Working with the outputs of sourmash in R
https://arcadia-science.github.io/sourmashconsumr/
Other
25 stars 3 forks source link

functions to read the outputs of sourmash #4

Closed taylorreiter closed 2 years ago

taylorreiter commented 2 years ago
taylorreiter commented 2 years ago

First three addressed in #5

taylorreiter commented 2 years ago

for read_signature_csv, I was thinking of waiting to implement this until sourmash-bio/sourmash#1098 is done (see link above), but I think I can move ahead without it. One flavor of pset plots and rarefaction curves both rely on signatures in csv format, and I'd like to get these implemented sooner rather than later. So, I can either:

  1. write the code around my own sig_to_csv.py scripts with lots of tests, and sub out my stuff when sourmash-bio/sourmash#1098 is done
  2. try and write a json parser that will read signatures into data frames (or tibbles). Needs to be able to parse with and without abundances, with one or multiple kmer sizes, etc.

I'll probably try for option 2 first and see how difficult it is.
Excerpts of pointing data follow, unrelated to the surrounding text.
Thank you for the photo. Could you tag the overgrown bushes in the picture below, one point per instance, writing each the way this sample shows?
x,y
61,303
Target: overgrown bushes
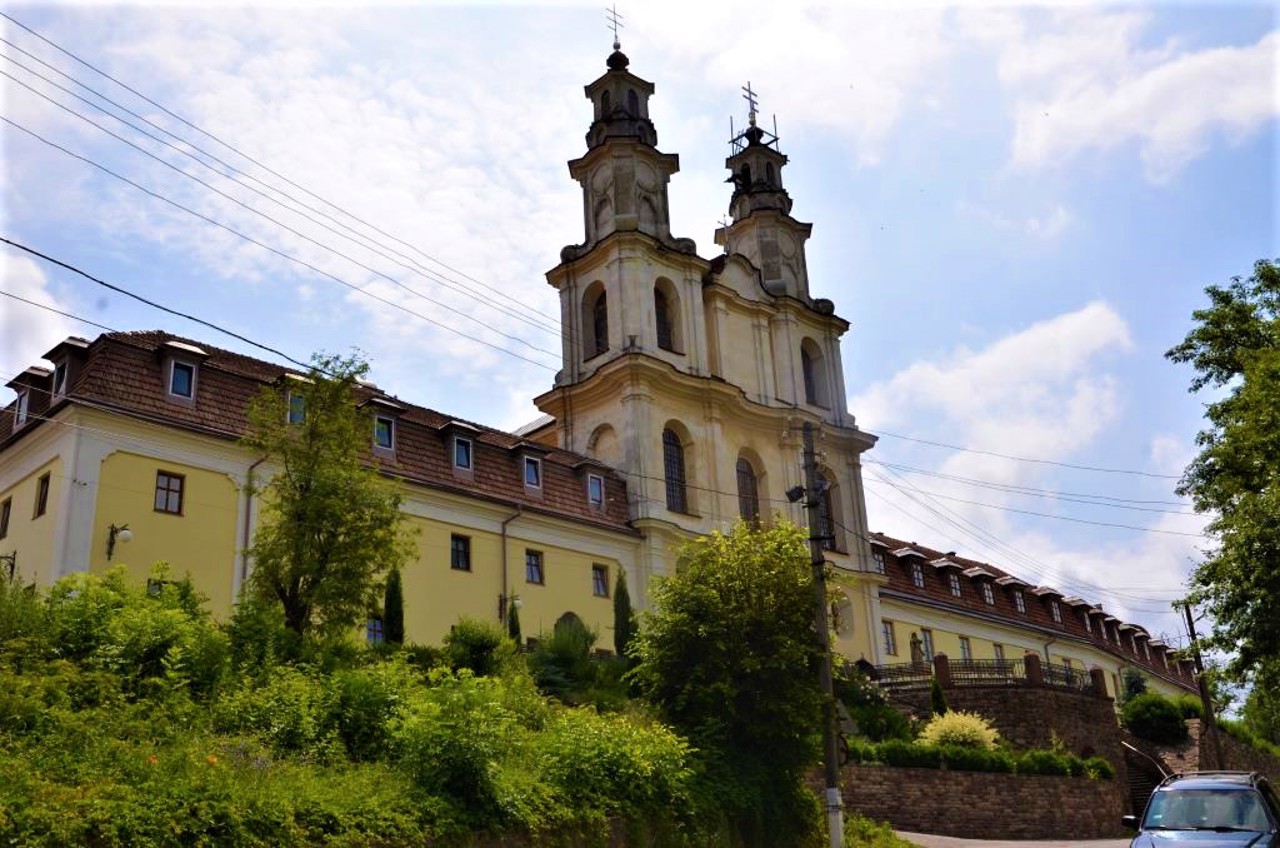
x,y
908,755
129,719
1153,717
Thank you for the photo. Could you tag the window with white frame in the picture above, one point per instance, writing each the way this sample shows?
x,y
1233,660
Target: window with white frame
x,y
888,637
60,378
297,407
182,379
534,568
533,473
384,432
19,415
461,454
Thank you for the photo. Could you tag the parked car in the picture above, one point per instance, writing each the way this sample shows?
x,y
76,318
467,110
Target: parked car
x,y
1210,810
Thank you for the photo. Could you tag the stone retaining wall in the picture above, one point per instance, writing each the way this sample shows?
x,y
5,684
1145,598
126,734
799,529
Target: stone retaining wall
x,y
986,806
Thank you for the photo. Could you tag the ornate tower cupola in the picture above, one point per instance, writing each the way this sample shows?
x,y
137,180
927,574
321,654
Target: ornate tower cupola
x,y
762,228
624,174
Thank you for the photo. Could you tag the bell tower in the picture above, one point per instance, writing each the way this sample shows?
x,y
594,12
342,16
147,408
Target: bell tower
x,y
763,229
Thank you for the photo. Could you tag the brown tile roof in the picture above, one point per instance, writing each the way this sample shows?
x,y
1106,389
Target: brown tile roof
x,y
124,373
900,555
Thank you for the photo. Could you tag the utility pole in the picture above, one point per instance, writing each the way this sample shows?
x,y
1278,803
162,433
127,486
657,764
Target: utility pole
x,y
817,536
1210,724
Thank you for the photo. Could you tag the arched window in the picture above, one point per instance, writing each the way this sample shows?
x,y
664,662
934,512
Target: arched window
x,y
810,379
813,373
673,469
662,313
748,492
595,322
828,507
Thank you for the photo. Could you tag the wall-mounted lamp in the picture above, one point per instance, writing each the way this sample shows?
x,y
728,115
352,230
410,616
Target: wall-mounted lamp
x,y
123,533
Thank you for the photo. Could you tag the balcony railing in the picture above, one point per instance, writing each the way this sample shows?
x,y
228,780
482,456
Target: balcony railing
x,y
904,676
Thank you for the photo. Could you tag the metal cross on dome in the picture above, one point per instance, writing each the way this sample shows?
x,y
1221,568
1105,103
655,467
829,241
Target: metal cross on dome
x,y
750,103
613,21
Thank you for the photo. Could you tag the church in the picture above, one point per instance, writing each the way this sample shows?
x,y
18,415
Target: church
x,y
684,391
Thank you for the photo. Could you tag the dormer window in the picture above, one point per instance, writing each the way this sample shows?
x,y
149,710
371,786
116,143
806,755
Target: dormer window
x,y
182,379
533,473
384,432
297,407
60,379
461,454
917,575
19,415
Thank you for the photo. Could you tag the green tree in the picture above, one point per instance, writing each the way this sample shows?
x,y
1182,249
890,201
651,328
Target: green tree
x,y
513,632
393,609
728,656
330,524
1235,477
624,616
1133,683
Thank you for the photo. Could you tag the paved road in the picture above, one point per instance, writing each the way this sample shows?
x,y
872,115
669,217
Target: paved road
x,y
929,840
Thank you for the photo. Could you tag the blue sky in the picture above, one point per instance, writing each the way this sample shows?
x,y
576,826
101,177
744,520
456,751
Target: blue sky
x,y
1016,208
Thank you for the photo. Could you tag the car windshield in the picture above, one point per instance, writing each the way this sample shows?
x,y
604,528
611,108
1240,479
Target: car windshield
x,y
1207,810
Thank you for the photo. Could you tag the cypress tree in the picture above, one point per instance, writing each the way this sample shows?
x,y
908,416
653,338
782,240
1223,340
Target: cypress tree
x,y
513,621
624,616
393,609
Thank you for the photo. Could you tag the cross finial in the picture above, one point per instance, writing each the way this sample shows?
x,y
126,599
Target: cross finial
x,y
613,21
750,103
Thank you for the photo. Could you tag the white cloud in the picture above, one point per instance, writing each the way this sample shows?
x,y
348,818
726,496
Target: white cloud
x,y
1084,83
26,329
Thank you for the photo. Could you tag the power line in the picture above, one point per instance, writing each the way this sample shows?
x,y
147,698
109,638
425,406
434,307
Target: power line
x,y
246,156
359,238
273,250
1060,518
1104,500
1025,459
282,224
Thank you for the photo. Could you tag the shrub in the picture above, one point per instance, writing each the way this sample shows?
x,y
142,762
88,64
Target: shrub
x,y
937,698
1189,706
880,721
1153,717
961,729
479,647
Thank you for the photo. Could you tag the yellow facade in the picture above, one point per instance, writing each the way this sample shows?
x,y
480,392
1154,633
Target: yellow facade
x,y
31,530
200,541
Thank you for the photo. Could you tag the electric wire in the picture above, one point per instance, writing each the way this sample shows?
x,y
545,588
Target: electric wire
x,y
286,227
274,250
248,158
1027,459
359,238
1098,500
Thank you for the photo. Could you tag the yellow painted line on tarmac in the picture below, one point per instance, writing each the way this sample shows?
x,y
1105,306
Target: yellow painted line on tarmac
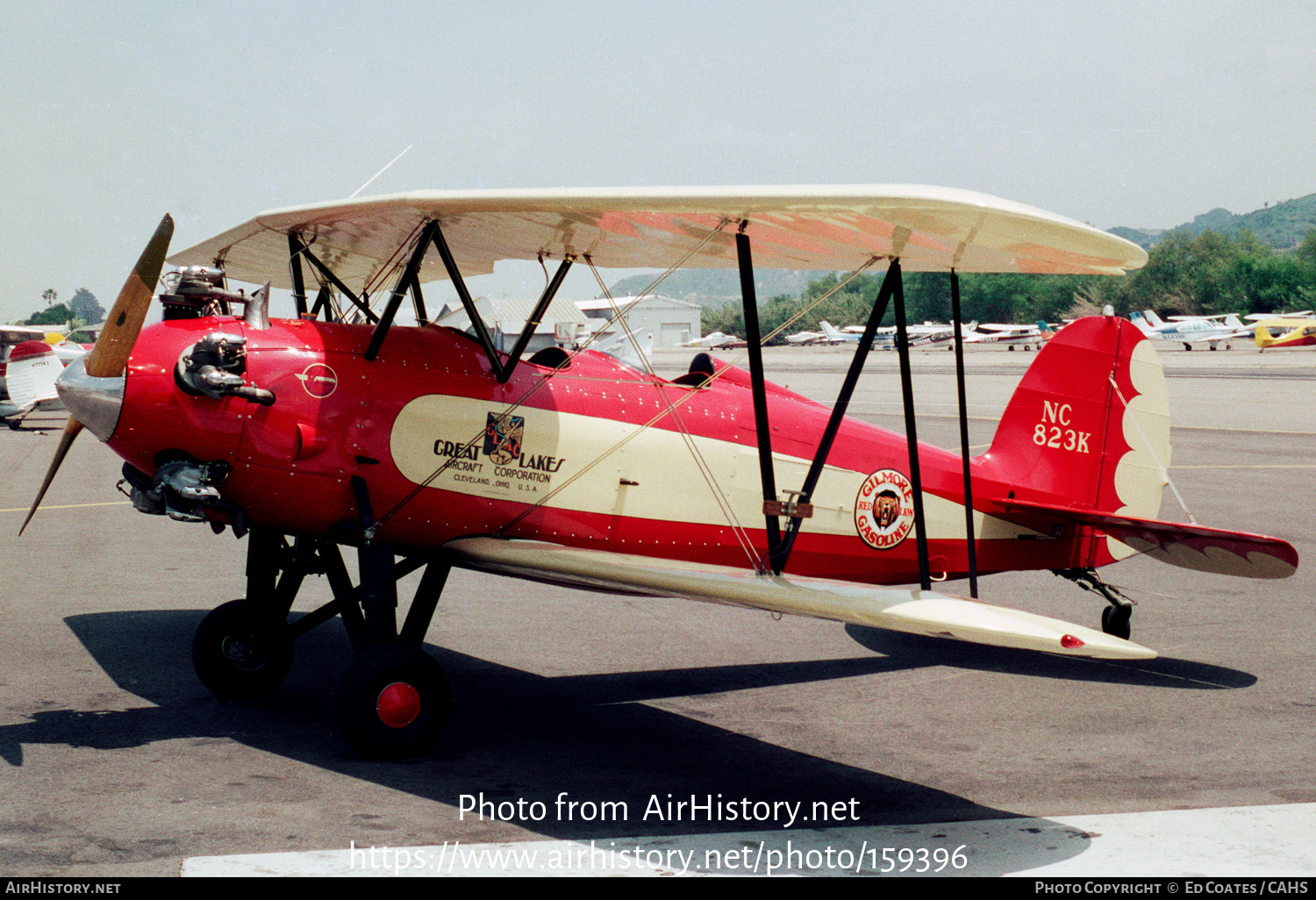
x,y
74,505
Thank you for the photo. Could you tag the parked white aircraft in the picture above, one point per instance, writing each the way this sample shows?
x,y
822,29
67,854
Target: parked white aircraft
x,y
1192,329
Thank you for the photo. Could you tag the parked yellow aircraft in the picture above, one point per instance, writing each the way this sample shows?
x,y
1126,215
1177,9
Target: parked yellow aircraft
x,y
1294,333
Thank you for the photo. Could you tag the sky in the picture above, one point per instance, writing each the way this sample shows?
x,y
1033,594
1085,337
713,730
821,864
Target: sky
x,y
1139,113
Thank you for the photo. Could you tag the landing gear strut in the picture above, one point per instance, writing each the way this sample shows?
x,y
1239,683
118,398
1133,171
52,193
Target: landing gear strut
x,y
394,699
1115,618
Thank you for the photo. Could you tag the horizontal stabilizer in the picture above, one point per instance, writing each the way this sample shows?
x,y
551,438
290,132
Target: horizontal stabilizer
x,y
916,612
1178,544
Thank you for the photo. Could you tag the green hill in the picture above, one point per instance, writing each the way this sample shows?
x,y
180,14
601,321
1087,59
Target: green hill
x,y
1282,225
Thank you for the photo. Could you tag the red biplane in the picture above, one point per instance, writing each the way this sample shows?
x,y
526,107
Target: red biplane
x,y
424,446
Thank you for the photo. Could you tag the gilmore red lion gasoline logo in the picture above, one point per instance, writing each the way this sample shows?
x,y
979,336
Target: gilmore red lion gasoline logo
x,y
883,511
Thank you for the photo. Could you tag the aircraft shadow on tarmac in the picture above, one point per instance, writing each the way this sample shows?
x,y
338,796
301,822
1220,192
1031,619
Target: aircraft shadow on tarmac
x,y
518,734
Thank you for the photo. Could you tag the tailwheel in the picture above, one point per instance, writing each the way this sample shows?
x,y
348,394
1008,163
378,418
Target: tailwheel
x,y
394,702
1116,621
240,653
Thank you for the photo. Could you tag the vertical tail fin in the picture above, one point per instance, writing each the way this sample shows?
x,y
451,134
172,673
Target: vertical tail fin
x,y
1089,425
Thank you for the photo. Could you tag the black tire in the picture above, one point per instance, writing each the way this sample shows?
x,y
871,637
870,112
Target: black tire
x,y
240,654
394,682
1116,621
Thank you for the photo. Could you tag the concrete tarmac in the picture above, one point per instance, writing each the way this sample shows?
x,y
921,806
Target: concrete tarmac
x,y
115,761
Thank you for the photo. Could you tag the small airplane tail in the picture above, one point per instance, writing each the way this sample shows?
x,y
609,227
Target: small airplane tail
x,y
1084,449
1141,321
1153,320
32,373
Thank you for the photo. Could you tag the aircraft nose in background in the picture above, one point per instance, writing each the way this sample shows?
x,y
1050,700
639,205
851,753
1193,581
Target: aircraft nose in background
x,y
94,402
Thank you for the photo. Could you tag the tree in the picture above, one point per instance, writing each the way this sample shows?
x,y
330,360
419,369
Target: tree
x,y
86,307
57,315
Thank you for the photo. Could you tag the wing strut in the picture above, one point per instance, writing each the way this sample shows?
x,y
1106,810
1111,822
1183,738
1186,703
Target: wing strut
x,y
533,320
407,281
760,394
502,368
963,436
842,402
299,286
302,250
912,437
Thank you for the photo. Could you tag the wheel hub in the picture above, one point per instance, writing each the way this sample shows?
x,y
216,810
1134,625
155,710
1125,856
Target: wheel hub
x,y
397,704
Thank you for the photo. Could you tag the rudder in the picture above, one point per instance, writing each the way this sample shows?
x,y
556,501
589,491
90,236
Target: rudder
x,y
1089,425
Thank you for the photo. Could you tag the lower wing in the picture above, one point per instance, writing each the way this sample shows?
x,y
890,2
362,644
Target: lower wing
x,y
916,612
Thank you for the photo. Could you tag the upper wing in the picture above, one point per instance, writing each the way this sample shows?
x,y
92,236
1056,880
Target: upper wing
x,y
918,612
805,228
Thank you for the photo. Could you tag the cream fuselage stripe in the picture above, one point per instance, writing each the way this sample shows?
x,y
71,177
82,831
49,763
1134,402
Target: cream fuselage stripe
x,y
529,453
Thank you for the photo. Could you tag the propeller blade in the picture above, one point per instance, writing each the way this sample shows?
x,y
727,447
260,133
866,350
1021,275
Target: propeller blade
x,y
66,441
113,346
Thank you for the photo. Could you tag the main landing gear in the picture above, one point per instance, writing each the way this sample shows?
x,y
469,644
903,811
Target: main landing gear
x,y
394,699
1116,618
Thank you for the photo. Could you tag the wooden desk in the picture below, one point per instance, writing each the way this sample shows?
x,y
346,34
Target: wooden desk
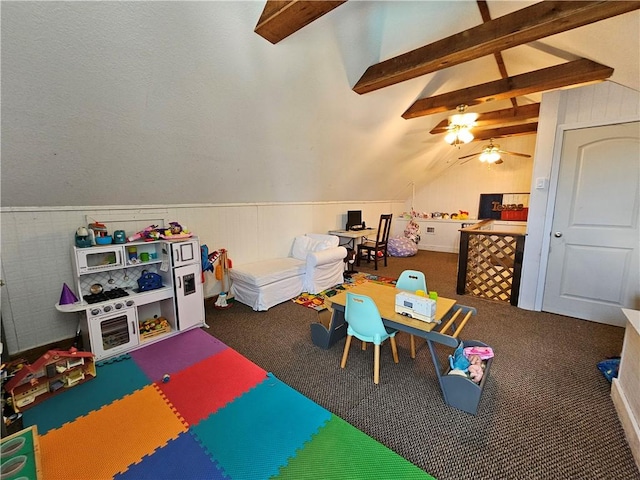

taylorreiter commented 2 years ago

See #16...it was much simpler than I thought it would be to make read_signature a function and I wish I would have done it years ago.

taylorreiter commented 2 years ago

I'm not sure it's worth writing a function for read_signature_describe...as that's just a csv. Going to close this issue for now since the other stuff is complete!